Over half of the people in the test managed to have a lucid dream, which also happens to be a record-breaking rate of success in only a week, without using any method of external intervention, like electrical stimulation, etc…
And for those that don’t know, a lucid dream is when you are dreaming, but you are aware that you are dreaming and you can influence your dream to some extent and how it unfolds, almost like you own personal virtual experience.
It was once considered by many as a myth and just not possible, but now science has proven that lucid dreaming exists, and even confirmed methods to increase the likelihood that you can have one!
But there is a downside, in some cases, there is advanced equipment needed, and some techniques are not reliable at all, which is unfortunate, to say the least as who doesn’t enjoy their own personal dream experience…
Furthermore, we now consider that lucid dreams can be a very useful tool to help us heal after traumas and to control and re-model behaviors.
Dr Denholm Aspy of the University of Adelaide considered if combining techniques would bring greater success…

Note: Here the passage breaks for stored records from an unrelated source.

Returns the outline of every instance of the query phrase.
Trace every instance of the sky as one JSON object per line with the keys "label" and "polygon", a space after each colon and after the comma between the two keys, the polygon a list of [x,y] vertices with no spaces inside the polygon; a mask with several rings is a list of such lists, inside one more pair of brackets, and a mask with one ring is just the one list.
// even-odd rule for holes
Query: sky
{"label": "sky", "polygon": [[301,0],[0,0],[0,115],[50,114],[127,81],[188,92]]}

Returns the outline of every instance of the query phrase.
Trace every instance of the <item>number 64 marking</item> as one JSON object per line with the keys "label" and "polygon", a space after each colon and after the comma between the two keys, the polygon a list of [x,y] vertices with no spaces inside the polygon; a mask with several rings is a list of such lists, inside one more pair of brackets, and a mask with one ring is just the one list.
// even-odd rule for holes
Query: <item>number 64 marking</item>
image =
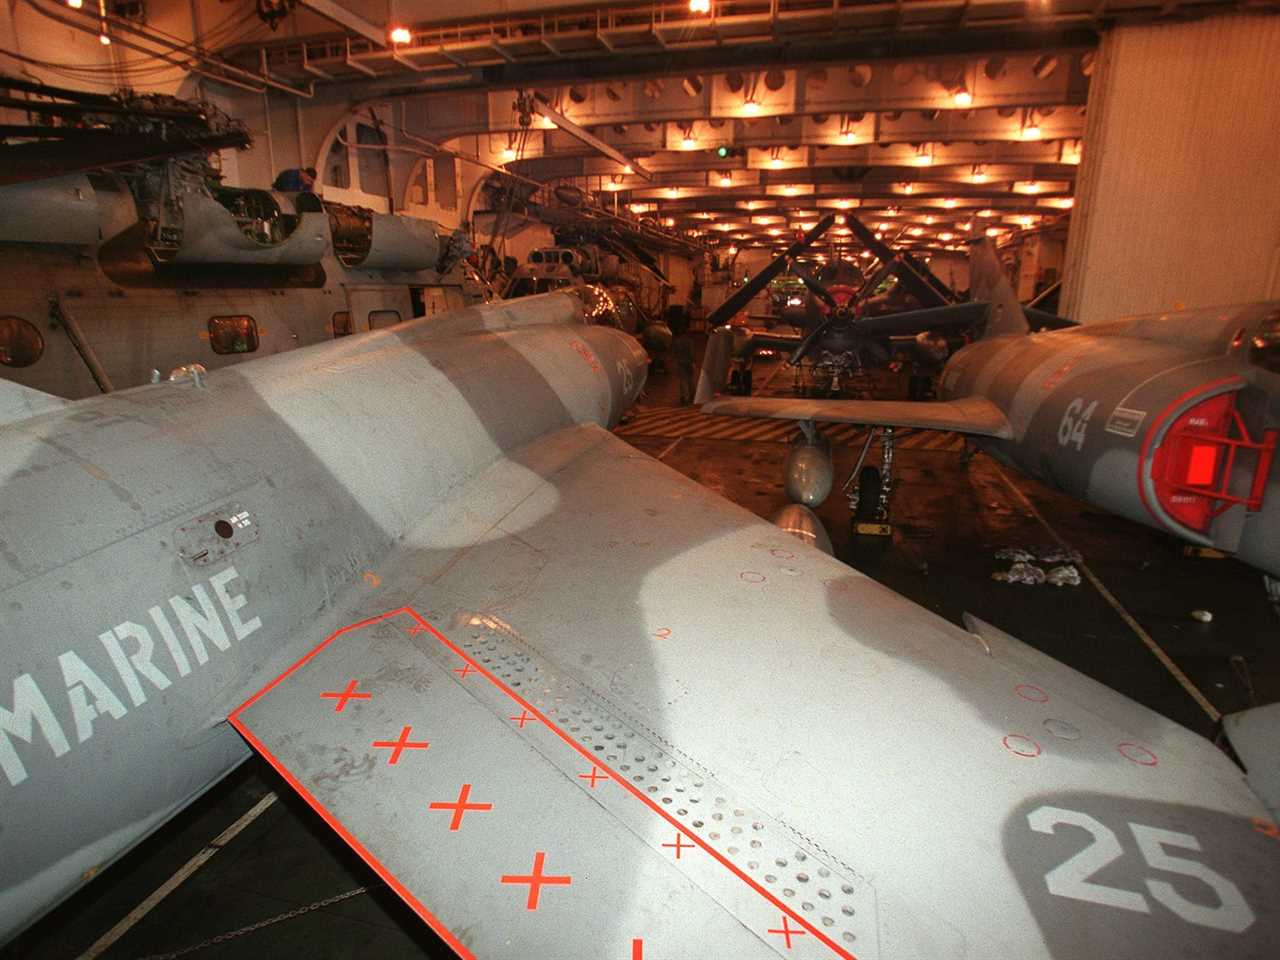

Aspy took 169 participants and gave them specific instructions in techniques on how to develop the skill to lucid dream. One of these is called reality checking, to regularly check to see if you are “in reality”, i.e. not dreaming.
Mnemonic induction of lucid dreams (MILD) makes participants set some alarms that wake them after five hours and recite:
“The next time I am dreaming, I will remember that I’m dreaming”
…then they go back to sleep. MILD practitioners also vividly imagine what it would be like to be in a lucid dream, to promote the success of it.
Aspy says in his journal, called “Dreaming” that reality testing on its own produced no benefit, but those people who actually tried it combined with reality testing and MILD, 53% had a lucid dream during the trial period, totting up to about 17% success each night.
Apparently, as he said, this well exceeds any previous study conducted, without interventions like masks that shine lights in people’s eyes on detecting REM sleep, etc…
Interestingly enough about 55% of people have a naturally occurring lucid dream during their lifetime, but it’s still pretty rare for most people, happening very few times, without any control over it.
Aspy said he got to be fascinated about lucid dreaming after having one as a child, and he changed his psychology Ph.D. from studying non-verbal communication after having a lucid dream the night before he was to begin his doctorate, wow now that is life-changing!
Lucid dreamers on the whole wake up pretty fast, but they can slowly learn to extend the time before they wake up for up to an hour, give or take!